Mais la mesure annoncée par Bruno Le Maire soulève de nombreuses critiques, notamment à gauche, ses opposants estimant que ce coup de pouce fiscal est un cadeau aux plus riches. C’est également le cas de Dany Lang, membre des Économistes atterrés et enseignant à l’université Paris XIII.

«Bruno Le Maire sait que ce sont les ménages aisés qui ont majoritairement épargné durant cette crise et que c’est eux qui vont profiter de cette mesure», assure-t-il au micro de Sputnik.

«Permettre à des grands-parents de soutenir leurs petits-enfants, de soutenir les jeunes qui sont ceux qui ont probablement le plus souffert de cette crise économique et de cette crise sanitaire, ça me paraît juste», a quant à lui plaidé Bruno Le Maire. Pas de quoi convaincre Dany Lang:

«Il dit vouloir aider les jeunes. Mais encore faut-il que ces jeunes aient des familles assez aisées pour qu’elles puissent procéder à ce type de transfert. D’autant plus que la probabilité objective que ce soit ces jeunes-là qui aient été le plus touchés par la crise est faible.»

«C’est une fois de plus une manière de favoriser les couches les plus aisées de la population et de leur faire un nouveau cadeau fiscal», ajoute-t-il. Le Maître de conférences en économie à l’Université Paris XIII rappelle plusieurs mesures mises en place depuis le début du quinquennat d’Emmanuel Macron. Notamment la «flat tax» ou «Prélèvement forfaitaire Unique», une taxe de 30% qui s’applique à la plupart des produits financiers. Cette mesure a été très critiquée par l’opposition, qui y a vu un cadeau fait aux plus riches qui se retrouveraient gagnants par rapport à la législation précédente.

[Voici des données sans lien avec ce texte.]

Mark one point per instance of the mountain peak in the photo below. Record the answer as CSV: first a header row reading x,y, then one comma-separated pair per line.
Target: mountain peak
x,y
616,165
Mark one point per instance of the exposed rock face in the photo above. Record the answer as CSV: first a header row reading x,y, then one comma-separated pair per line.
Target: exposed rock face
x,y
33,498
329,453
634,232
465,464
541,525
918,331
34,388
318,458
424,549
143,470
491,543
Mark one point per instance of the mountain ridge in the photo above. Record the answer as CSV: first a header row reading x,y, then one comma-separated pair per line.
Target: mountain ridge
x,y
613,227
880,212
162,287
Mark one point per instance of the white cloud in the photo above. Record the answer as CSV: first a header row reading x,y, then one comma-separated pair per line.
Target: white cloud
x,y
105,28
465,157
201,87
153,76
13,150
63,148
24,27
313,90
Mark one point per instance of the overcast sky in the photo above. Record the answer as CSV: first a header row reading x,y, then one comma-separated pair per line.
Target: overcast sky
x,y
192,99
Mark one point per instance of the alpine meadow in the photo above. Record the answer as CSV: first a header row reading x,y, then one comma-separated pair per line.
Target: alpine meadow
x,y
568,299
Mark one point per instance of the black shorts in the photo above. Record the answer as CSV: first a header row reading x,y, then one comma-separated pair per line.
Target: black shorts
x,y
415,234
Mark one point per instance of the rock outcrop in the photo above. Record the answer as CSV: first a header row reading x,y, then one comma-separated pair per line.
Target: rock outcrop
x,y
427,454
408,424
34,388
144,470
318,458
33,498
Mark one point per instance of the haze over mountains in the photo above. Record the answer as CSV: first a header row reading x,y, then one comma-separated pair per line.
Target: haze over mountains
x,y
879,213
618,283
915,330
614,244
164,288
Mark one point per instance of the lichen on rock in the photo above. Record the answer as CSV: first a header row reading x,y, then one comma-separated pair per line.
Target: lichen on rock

​Autre mesure phare controversée voulue par le locataire de l’Élysée: la suppression de l’Impôt sur la fortune (ISF), remplacé par un Impôt sur la fortune immobilière (IFI). Là encore, plusieurs partis d’opposition, notamment à gauche, réclament son retour.

«On a quand même affaire à un gouvernement et à un ministre de l’Économie qui ont fait en sorte que le capital soit beaucoup moins lourdement taxé que le travail. Cela montre une fois de plus que ce gouvernement préfère les rentiers aux actifs et aux travailleurs.»

Pour Dany Lang, le dernier «coup de pouce fiscal» annoncé par Bruno Le Maire s’inscrit dans cette volonté politique.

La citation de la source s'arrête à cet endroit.